Since the output of the mPAM module has 32 filters, we use a 2D convolution after the mPAM to create a 3 channel output to add to the blurry input frames. We remove the convolutional decoder and add the output of the mPAM module to the blurry middle frame to create the deblurred output frames. The result is shown in the third row of Table 4, which shows the importance of the decoder module. This table shows that the decoder module includes 21.7 million of parameters, a high number compared to other parts of our model. In the future, we will work on reducing the complexity of the decoder module.

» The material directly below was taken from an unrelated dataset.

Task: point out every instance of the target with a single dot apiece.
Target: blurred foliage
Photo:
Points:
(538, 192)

Table 6 Impact of the number of input frames (\(N\_frames\)) on the performance of the proposed model on the Stereo Blur42 dataset.

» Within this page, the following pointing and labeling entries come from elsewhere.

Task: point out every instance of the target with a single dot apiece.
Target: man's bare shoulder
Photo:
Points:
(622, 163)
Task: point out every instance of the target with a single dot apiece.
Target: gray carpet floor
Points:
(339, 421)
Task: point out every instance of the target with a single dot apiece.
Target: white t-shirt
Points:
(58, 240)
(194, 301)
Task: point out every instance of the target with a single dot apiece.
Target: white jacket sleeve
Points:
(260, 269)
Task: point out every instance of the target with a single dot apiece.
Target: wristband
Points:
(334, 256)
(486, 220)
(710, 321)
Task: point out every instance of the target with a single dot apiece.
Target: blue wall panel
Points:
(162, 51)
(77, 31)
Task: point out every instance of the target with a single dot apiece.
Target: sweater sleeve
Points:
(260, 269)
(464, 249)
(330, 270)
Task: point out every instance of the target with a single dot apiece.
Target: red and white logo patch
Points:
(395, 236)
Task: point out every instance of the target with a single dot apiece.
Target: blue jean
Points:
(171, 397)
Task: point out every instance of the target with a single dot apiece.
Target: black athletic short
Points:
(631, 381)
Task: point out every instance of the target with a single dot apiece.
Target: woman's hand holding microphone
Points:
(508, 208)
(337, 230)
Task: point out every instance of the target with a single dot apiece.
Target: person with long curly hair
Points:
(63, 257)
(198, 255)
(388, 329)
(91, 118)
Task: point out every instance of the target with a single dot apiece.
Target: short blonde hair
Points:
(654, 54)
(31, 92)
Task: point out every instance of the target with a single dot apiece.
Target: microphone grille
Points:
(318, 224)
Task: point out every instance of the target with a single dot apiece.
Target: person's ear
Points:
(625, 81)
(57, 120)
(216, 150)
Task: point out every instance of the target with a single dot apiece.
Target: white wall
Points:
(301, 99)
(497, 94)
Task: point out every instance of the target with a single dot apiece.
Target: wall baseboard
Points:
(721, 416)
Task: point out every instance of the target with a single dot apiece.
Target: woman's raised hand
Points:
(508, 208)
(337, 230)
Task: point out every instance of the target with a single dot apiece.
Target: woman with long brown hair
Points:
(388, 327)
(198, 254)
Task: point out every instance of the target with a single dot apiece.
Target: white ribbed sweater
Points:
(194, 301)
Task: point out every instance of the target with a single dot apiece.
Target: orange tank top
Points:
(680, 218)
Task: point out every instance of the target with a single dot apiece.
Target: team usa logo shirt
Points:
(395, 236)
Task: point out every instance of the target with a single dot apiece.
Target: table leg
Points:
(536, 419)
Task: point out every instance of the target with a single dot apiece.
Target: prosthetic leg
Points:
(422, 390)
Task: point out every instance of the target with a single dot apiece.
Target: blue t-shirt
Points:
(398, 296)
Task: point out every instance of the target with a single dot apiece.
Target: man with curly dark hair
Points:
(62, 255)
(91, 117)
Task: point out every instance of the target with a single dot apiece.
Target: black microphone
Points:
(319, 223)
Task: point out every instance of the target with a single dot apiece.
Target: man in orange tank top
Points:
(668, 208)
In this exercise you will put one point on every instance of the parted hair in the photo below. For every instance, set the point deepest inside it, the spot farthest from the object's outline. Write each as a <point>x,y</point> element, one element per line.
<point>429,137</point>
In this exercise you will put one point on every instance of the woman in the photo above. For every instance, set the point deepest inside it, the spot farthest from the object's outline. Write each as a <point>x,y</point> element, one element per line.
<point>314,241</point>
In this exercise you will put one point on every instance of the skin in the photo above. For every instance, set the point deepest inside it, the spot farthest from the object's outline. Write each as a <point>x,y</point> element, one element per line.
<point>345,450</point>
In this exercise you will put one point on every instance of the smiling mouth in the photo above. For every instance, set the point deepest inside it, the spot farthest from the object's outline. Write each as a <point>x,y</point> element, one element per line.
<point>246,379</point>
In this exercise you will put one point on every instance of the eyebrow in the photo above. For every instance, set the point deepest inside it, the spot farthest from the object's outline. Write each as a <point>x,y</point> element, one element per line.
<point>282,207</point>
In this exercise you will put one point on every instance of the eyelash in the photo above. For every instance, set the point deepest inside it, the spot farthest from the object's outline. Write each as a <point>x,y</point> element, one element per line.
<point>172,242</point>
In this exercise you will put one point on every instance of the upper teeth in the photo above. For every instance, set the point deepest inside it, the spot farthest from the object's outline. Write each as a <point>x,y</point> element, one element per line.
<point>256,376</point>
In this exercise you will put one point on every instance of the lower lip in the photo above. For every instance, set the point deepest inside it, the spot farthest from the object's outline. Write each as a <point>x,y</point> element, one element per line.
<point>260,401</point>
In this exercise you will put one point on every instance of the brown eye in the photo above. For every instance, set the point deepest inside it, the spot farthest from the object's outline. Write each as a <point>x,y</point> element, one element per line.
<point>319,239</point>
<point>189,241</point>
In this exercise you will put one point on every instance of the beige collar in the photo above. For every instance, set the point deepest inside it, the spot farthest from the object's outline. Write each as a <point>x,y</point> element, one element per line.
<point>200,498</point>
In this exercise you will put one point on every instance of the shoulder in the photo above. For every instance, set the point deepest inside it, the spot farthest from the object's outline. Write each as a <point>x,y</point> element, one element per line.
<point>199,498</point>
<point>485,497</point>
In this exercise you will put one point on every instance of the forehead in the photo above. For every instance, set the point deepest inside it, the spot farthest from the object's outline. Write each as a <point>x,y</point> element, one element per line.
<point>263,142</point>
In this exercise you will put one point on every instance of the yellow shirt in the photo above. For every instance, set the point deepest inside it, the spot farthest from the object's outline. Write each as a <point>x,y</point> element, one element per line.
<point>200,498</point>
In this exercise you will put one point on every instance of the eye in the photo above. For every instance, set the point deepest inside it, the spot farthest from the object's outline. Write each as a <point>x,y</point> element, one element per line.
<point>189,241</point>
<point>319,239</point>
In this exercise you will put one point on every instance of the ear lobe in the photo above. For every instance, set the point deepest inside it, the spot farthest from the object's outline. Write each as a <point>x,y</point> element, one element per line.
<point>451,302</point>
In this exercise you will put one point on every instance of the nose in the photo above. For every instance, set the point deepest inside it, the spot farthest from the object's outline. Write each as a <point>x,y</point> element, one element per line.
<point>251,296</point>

Effect of consecutive frames numbers

In Sect. Quantitative results , we highlighted the use of a sequence consisting of 5 consecutive frames in our experiments. Here, we investigate how altering the number of input frames affects the performance of our model. Table 6 presents a comparative analysis across different frame counts, specifically \(N\_frames = 3\), 5, and 7. The results demonstrate that selecting \(N\_frames=5\) yields optimal performance for stereo video deblurring. Notably, our proposed method exhibits sub-optimal performance with \(N\_frames=3\), while only marginal improvements are observed with \(N\_frames=7\). Therefore, choosing \(N\_frames=5\) strikes a favorable balance between performance and complexity.

Limitations

The increased number of model parameters in the proposed technique compared to image and 2D video deblurring methods is one of its drawbacks. As shown in Table 1, our model includes 38.4 million parameters, compared to 19.9 million for UNet-Deblur43, 32.4 million for Pan et al.34, 21.02 million for Son et al.35, and 8.68 million for DAVANet42. This increase in parameter count is logical given that our proposed method addresses video deblurring with additional stereo-related information compared to 2D image-based and video-based methods. The inclusion of the temporal dimension inherently results in a model with higher complexity, such as using 3D convolutions instead of 2D. However, in the future, we aim to refine the modules of the overall architecture to make it more lightweight.

Conclusions

This paper proposed a new model for deblurring stereoscopic videos, marking the first Transformer-based stereo video deblurring method. We design its self-attention and feed-forward layers specifically for stereoscopic video deblurring. Additionally, we develop a method for fusing stereo information to enhance deblurring further. Our approach utilizes neighboring frames of a monocular view and corresponding stereo view to deblur the target frame. Extensive experiments demonstrate that our proposed approach outperforms both image and video-based deblurring methods on two benchmark datasets. In future work, we plan to optimize different parts of the proposed model to reduce complexity. Specifically, we aim to redesign the decoder to achieve comparable performance with fewer parameters. Additionally, we intend to refine the motion compensation module to focus more on the motion or salient parts of stereo videos.